So how do we assess the Bills as they head into the final six games of the regular season?
Well, that view changed dramatically Friday morning when cornerback Tre’Davious White’s MRI indicated he had a torn ACL and surgery for the knee injury would keep Buffalo’s best defender out for the rest of the season.
It’s a devastating blow for a team that, in recent seasons, has fared fairly well on the injury front as it relates to its top performers.
HERE THE the Bills are at 7-4, 11 games in, but after a 4-1 start have alternated losses and wins for the last seven starts.
But they still see themselves as the Super Bowl contender Buffalo was supposed to be when the 2021 schedule started.
After the 31-6 domination of the Saints on Thanksgiving night in New Orleans, defensive end Mario Addison maintained, “We’ve got a good team … we’ve got a (darn) good team. But sometimes we don’t play like it. The thing we’ve got to do is play more consistent ball.”
And while a win-loss-win-loss-win-loss-win streak might be consistent … that’s not meant in a positive way.
Right now the Bills aren’t a good team … more like a shade above average.
That might get them into the playoffs — they hold the third and final AFC wild-card playoff spot if the postseason started today — but clearly their aspirations are higher.
Currently Buffalo is tied with New England atop the division, but the Pats host Tennessee (8-3), which has the conference’s best record, come Sunday afternoon.
With Buffalo having already lost to the Titans and trailing them by two games including the punitive head-to-head loss, you can bet the Bills coaches and players will be rooting hard for the Patriots.
And the reason is that a Tennessee loss would keep alive Buffalo’s hope of earning the conference’s lone playoff bye and a chance to host the AFC championship game. The Bills fate would be back in their own hands, as they will face the Patriots twice in the next four games, starting a week from Monday night at Highmark Stadium.
STILL, there are legitimate concerns about the offense and not just its uneven ground game.
Buffalo has struggled in the first half of four of its last five games.
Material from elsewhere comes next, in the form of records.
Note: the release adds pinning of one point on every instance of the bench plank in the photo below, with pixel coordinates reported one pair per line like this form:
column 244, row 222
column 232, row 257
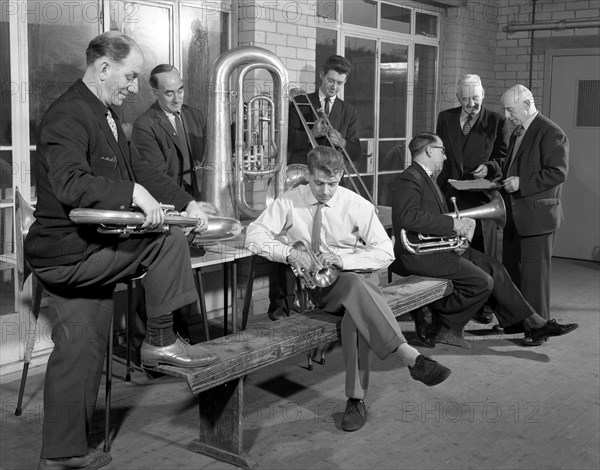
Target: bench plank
column 267, row 342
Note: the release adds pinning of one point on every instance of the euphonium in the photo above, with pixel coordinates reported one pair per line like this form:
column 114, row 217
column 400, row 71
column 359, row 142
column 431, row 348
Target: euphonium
column 129, row 223
column 318, row 275
column 494, row 210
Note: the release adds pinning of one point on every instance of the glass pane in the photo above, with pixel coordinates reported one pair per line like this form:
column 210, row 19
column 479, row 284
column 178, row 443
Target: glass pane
column 5, row 89
column 327, row 9
column 7, row 279
column 56, row 45
column 393, row 90
column 391, row 155
column 368, row 180
column 424, row 88
column 204, row 37
column 359, row 90
column 426, row 25
column 386, row 188
column 361, row 12
column 395, row 18
column 326, row 47
column 150, row 27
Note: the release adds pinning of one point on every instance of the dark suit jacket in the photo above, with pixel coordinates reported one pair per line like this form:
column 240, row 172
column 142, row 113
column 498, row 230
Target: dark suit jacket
column 542, row 164
column 465, row 153
column 157, row 143
column 417, row 208
column 80, row 164
column 343, row 118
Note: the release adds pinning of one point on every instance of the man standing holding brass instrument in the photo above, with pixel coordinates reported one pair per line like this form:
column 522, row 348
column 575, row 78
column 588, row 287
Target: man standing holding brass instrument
column 419, row 208
column 343, row 231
Against Miami, in Orchard Park, it was 3-3 at intermission before the Bills pulled away for a 26-11 win. Then came the galling 9-6 loss at Jacksonville which was 6-6 at the break. Buffalo trailed 24-7 at halftime of the 41-15 home pasting by Indianapolis and even Thursday night’s domination of the Saints was only 10-0 at the midway point.
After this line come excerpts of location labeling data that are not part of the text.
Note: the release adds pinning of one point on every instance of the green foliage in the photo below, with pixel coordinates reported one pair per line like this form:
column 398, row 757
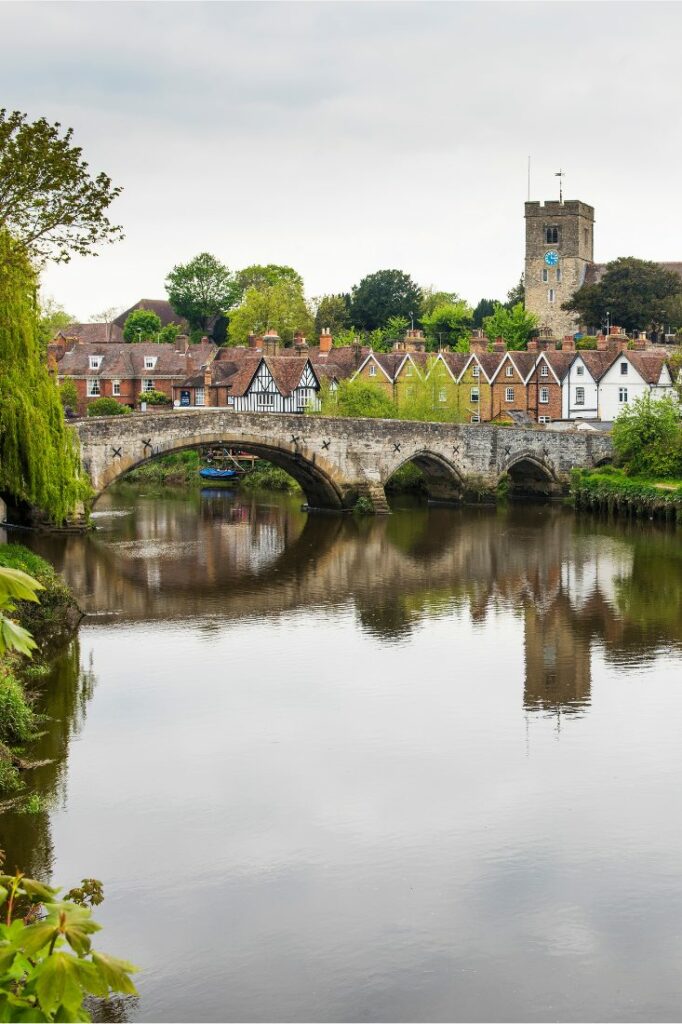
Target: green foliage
column 484, row 308
column 647, row 437
column 39, row 461
column 515, row 325
column 359, row 398
column 51, row 318
column 48, row 968
column 69, row 393
column 141, row 325
column 50, row 206
column 155, row 398
column 107, row 407
column 637, row 294
column 449, row 324
column 333, row 313
column 384, row 294
column 168, row 334
column 261, row 278
column 202, row 289
column 281, row 307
Coach Sean McDermott expects more from his team than that.
What galled him was a botched drive just before halftime.
The Bills had driven from midfield to a 2nd-and-1 at the New Orleans 7-yard line with 22 seconds left.
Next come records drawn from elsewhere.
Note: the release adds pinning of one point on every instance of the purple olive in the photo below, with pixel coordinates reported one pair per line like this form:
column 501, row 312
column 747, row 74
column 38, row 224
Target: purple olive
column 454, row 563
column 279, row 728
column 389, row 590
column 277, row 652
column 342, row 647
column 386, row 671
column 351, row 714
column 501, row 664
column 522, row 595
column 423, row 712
That’s when quarterback Josh Allen’s screen pass touchdown to tight end Dawson Knox was wiped out by an offensive lineman illegally downfield penalty. Guard Ike Boettger was flagged, but it could have been any of three linemen.
On the next snap, Allen’s pass for wideout Gabriel Davis was intercepted by Saints linebacker Kwon Alexander.
The sequence annoyed McDermott.
“That’s not how you win games, playing like that,” he said. “We had an execution error and we were sloppy. We turned the ball over twice (Allen was picked off earlier), but especially in the red zone, you take points off the board (when) it should have been at least three, let alone seven.”
AND ALLEN, admitted, “Coach always talks about ‘playoff caliber’ and that’s the team we want to be.
“It’s the pursuit of perfection, that this team, we’re not just happy with winning. We want to be the best versions of ourselves every day we step into that building. Every time we step on the field, we want to be the best teammate, the best player that we can possibly be and you feel that amongst the guys.”
But that attitude certainly hasn’t shown itself in three of the past six games.